Zara opened its first doors in 1975 in A Coruna in northern Spain. Originally Ortega and his business partner Rosalia Mera wanted to call the shop Zorba after the film, but a bar down the street had already bagged the name, so they opted for Zara instead.
Zara’s growth eventually led to the creation of a company, Inditex, encompassing seven other brands including Massimo Dutti, Bershka, and Pull & Bear. Their global operations have lead to 6,500 shops in 88 countries.
Today it is the largest fashion retailer in the world.
But it is the business model which has set it apart and has changed the way the rag trade operates and what customers expect from a high street clothing provider.
Deliveries of new clothes are made to Zara shops twice a week, with new styles arriving four or five times in just one season. This keeps the customers on their toes, with repeat visits a must.
To keep up the pace, just over 50% of items are manufactured in what the company calls “proximity” markets - Spain, Portugal, Turkey and Morocco.
Another key to the company’s phenomenal success is the strong links among various staff teams.

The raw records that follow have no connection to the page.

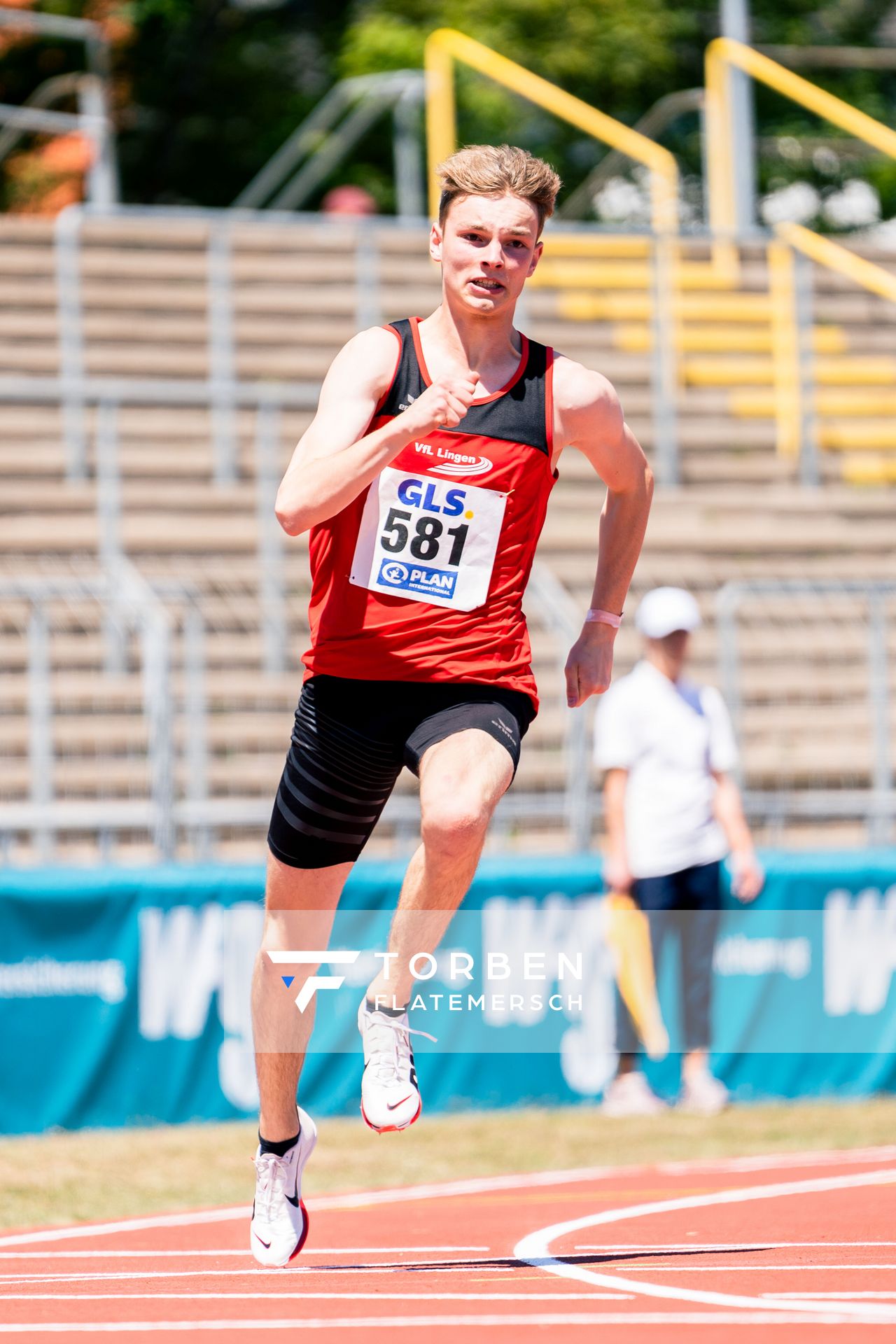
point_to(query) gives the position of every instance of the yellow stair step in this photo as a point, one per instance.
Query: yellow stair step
(859, 370)
(722, 308)
(869, 470)
(575, 273)
(634, 339)
(596, 245)
(860, 402)
(850, 435)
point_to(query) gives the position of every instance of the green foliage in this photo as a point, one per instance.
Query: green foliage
(206, 90)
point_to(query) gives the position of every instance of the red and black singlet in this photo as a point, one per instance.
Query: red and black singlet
(421, 578)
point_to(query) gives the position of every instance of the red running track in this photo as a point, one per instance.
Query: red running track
(638, 1253)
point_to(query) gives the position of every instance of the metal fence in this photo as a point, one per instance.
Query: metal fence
(809, 673)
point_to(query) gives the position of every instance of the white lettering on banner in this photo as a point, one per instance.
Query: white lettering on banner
(188, 956)
(742, 956)
(45, 977)
(570, 932)
(429, 540)
(860, 951)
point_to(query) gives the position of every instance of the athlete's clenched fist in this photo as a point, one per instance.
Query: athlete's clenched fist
(444, 403)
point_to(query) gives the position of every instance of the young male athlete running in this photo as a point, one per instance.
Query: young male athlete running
(424, 480)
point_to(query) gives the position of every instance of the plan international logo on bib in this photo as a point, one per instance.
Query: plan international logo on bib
(416, 578)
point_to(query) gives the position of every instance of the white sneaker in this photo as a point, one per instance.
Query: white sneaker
(280, 1222)
(703, 1094)
(630, 1094)
(390, 1094)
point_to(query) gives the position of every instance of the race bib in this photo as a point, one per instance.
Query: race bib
(428, 539)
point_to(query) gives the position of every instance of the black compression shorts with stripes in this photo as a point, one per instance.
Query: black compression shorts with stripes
(349, 742)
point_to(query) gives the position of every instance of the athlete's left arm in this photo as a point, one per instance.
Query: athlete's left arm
(589, 417)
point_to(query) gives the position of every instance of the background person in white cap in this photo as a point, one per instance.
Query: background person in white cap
(672, 813)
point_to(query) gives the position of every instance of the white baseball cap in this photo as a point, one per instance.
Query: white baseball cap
(664, 610)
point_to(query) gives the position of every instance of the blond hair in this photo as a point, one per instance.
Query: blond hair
(495, 169)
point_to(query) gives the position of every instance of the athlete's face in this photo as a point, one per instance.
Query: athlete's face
(488, 248)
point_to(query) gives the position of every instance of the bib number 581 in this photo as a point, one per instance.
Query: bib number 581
(425, 542)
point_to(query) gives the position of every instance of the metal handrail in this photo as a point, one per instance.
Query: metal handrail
(321, 141)
(447, 46)
(128, 600)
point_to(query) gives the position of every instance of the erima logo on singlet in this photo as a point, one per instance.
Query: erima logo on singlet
(449, 463)
(416, 578)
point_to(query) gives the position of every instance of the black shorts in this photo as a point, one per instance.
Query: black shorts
(349, 742)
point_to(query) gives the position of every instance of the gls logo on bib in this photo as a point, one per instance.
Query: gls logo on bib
(428, 540)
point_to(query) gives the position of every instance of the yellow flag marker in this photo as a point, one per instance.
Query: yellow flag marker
(629, 939)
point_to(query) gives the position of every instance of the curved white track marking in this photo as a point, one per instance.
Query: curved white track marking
(535, 1249)
(454, 1323)
(477, 1186)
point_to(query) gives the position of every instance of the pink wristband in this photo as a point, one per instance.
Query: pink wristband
(605, 617)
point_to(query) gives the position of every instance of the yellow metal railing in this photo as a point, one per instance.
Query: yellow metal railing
(447, 46)
(722, 55)
(790, 394)
(825, 252)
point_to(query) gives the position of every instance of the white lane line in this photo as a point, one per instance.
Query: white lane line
(397, 1266)
(608, 1247)
(743, 1269)
(454, 1323)
(703, 1247)
(253, 1270)
(841, 1296)
(340, 1297)
(535, 1249)
(186, 1254)
(479, 1186)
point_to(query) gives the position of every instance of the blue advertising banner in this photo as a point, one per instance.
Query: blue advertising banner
(124, 995)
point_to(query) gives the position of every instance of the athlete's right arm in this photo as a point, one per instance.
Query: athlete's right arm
(336, 458)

Store managers dispatch orders twice a week, basing them both on sales data and anecdotal comments from customers. Because of their influence, they are well paid and can earn 100% of their salary in bonuses for hitting sales targets.
The order has been evaluated and processed by the commercial team which works in close harmony and proximity to Inditex’s in-house designers.
Together these teams watch trends and develop new styles for which only limited stock is initially manufactured to see if it will fly. Production is so rapid that when items are successful, more can be produced quickly.
As for Mr. Ortega, now 78, he still has lunch in the staff cafeteria every working day.